Or that same man can go to a tailor on Savile Row. They will take dozens of measurements and hand-tailor an exquisitely fitting suit which fit is further refined by yet another fitting session—or even a third one. What results is a luxury designed and made solely for you alone. The suit will fit in a way no off-the-rack item can, no matter how expensive or luxurious-seeming.

This is “true luxury.” It takes your involvement, your interest and, not least, education and effort on your part

I don’t think he is describing luxury. He is describing particularity, originality, uniqueness. What makes the tailored suit worthy is the fact it is not standardized—it is perfectly tailored to the unique characteristics of the wearer. There can be no other suit like it.

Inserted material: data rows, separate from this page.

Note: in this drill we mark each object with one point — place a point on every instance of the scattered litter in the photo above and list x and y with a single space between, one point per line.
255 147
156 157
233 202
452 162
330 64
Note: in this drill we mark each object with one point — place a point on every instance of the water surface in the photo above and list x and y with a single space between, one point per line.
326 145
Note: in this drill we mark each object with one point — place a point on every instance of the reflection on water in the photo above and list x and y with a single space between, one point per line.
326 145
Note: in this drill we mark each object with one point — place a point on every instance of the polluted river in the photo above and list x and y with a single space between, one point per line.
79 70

There are lots of wines that are original, unique, one-of-kind and that reflect the particularity of their origins. They are not therefore luxury wines.

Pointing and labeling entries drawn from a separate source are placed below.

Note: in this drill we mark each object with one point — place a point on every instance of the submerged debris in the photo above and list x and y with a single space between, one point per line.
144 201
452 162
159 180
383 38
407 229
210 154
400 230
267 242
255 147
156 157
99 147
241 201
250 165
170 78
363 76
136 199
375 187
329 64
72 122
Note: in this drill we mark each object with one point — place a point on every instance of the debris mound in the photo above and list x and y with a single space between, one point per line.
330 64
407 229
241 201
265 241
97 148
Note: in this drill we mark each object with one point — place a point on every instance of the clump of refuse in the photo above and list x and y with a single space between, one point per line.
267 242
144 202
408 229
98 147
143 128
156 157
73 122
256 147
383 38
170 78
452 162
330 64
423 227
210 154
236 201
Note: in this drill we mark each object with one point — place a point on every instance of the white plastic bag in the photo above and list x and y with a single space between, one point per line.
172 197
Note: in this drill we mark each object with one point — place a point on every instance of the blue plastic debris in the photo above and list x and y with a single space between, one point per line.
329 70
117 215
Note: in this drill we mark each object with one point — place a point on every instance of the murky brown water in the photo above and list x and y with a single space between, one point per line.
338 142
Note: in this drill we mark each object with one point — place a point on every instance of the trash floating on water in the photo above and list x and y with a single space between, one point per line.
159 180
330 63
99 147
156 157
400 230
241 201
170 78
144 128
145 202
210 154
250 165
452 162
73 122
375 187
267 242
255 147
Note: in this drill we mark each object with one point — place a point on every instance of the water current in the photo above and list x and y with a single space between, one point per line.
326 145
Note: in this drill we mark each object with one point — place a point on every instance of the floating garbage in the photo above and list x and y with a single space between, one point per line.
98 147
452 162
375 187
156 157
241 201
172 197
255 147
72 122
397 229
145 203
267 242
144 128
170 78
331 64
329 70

Think of a life devoted to the pursuit of inessential, arcane, rare activities that require “involvement, your interest, and, not least, education and effort on your part”. Is that a life of luxury? It sounds more like the life of a scholar or artist.

I would be very happy if this were the “new life of luxury” where privileged people aspire to the production of new knowledge and great works. Our society might be better off for it.

Who would have thought that from the pages of the Wine Spectator a new age of Enlightenment is born.